This morning I was woken at 5.30am by my cat. There was no reason (he wasn’t hungry). I had the food delivery at 7.10am and then I spent the rest of the morning talking myself out of going to the weight watchers meeting. I am very persuasive and it was around 9.28am when I said “let’s just go!” . So off I went, battling the christmas crowds. I did get a park, which was excellent.. (the meeting I go to is at a Shopping Centre) I walked up the stairs filled with nervous energy. A girl came out of the toilets (she worked at the meeting) and was all smiles and was chatty. I had no choice but to follow her into the room where the meeting is held. My leader was standing at the product table sorting cookbooks. She saw me and dropped the cookbooks and rushed toward me to give me a big hug. She was so delighted to see me. She told me she had heard about my sister. I nearly fell down with relief. I seriously let out a huge breath that I had been holding onto (figuratively). She wanted to know what happened to her and what happened with the kids, and I was OK talking about that. (there was no one else there. Turns out I was ridiculously early). Anyway I joined up and weighed in (I put on since last week at home. My first gain in ten weeks!) the meeting was not good . I mean it was good, but it was not long enough. It used to be half an hour to an hour before. This meeting was about 15 or 20 minutes. So many things have changed.
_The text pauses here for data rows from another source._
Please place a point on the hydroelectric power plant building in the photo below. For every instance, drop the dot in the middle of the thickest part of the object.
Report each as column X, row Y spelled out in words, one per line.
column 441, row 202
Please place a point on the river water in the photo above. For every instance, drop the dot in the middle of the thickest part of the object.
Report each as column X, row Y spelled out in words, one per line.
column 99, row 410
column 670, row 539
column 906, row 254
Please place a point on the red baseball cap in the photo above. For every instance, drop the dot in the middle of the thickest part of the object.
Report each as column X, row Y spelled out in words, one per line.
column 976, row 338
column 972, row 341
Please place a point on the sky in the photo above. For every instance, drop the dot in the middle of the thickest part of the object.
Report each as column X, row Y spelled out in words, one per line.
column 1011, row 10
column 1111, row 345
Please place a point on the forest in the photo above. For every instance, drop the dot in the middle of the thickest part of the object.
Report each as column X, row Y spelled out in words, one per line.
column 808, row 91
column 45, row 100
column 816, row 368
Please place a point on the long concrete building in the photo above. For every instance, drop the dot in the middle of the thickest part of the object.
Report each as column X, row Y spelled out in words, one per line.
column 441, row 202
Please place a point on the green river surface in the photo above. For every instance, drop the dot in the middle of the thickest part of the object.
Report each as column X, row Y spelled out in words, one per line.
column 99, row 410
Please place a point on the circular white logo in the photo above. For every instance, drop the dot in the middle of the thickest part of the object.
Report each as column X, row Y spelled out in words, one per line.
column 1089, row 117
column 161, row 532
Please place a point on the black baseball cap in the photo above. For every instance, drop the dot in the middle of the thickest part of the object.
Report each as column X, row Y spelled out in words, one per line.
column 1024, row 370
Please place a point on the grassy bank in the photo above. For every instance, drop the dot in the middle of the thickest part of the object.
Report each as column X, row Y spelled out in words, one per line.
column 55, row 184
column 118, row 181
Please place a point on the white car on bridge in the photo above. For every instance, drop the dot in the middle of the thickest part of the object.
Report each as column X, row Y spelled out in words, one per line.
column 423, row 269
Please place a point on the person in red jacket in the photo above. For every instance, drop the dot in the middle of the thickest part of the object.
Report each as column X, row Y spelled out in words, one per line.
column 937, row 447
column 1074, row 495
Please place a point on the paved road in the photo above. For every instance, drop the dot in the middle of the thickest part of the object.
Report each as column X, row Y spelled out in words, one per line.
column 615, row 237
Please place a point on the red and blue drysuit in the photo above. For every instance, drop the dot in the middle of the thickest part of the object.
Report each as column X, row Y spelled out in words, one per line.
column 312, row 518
I was embarrassed when one lady said she thought I was super brave for joining three days before Christmas. I honestly didn’t even think of that.. It never entered my head that that was strange. Everyone clapped. Then my leader told them she’s known me about 15 years. That’s just crazy.
Anyway, I’m hoping to do well this week. I want to lose a minimum of 1kg.
Feeling very positive and happy. I’m so glad I went and I didn’t talk myself out of it.